I used this code, but it returned no value.
library(rvest)
doc <- read_html("https://www.tokopedia.com/berasprimasari/beras-bunga-25kg")
sold <- html_nodes(doc, ".rvm-product-info--item_value.mt-5.item-sold-count") %>%
html_text()
sold
------------
RESULT:
[1] " "
EXPECTED:
[1] " 378 "
How can I adjust my code to extract that number?
Many thanks in advance!
It is retrieved dynamically from a product stats endpoint you can find in network tab. You could string split or simply regex out part giving number sold. You need to pass the product id which you can grab from a request to the original url.
library(stringr)
library(magrittr)
library(httr)
get_product_id <- function(url){
headers = c('User-Agent' = 'Mozilla/5.0')

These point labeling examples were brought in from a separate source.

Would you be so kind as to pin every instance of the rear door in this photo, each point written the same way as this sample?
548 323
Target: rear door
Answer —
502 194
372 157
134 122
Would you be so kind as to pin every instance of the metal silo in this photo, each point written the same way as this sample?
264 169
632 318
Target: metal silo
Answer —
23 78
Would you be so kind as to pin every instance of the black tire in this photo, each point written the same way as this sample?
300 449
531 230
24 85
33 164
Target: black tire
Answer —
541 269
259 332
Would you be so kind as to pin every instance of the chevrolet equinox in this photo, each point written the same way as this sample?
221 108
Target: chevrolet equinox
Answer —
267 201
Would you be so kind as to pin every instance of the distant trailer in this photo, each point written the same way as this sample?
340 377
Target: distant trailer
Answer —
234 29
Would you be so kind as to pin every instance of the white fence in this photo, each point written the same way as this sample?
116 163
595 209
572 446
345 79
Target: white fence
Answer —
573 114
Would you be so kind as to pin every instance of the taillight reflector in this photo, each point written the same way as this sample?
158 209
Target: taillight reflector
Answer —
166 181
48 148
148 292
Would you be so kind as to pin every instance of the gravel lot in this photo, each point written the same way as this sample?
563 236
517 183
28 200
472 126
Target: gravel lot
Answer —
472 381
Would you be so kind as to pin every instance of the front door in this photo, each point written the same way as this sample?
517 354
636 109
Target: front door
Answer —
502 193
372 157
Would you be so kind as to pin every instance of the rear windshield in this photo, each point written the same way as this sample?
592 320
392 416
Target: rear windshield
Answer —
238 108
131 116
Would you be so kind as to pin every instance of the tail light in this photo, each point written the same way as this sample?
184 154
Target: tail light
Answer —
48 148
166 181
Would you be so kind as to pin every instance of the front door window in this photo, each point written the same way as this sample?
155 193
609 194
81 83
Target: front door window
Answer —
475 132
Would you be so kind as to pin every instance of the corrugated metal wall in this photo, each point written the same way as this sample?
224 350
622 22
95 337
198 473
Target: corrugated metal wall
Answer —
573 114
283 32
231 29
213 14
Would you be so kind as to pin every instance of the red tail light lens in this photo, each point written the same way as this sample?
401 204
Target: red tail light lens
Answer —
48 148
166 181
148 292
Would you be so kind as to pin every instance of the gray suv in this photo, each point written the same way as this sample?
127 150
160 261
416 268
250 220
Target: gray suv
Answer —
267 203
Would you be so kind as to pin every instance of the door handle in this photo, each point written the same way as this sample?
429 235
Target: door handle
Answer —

s <- read_html(httr::GET(url, httr::add_headers(.headers=headers)))%>%html_text()
id <- str_match_all(s,'product_id\\s+=\\s+(\\d+);')[[1]][,2]
return(id)
}
url = 'https://www.tokopedia.com/berasprimasari/beras-bunga-25kg'
p <- read_html(paste0('https://js.tokopedia.com/productstats/check?pid=',get_product_id(url),'&callback=show_product_stats&_='))%>%
html_text()
number_sold <- str_match_all(p,'item_sold\":(\\d+)')[[1]][,2]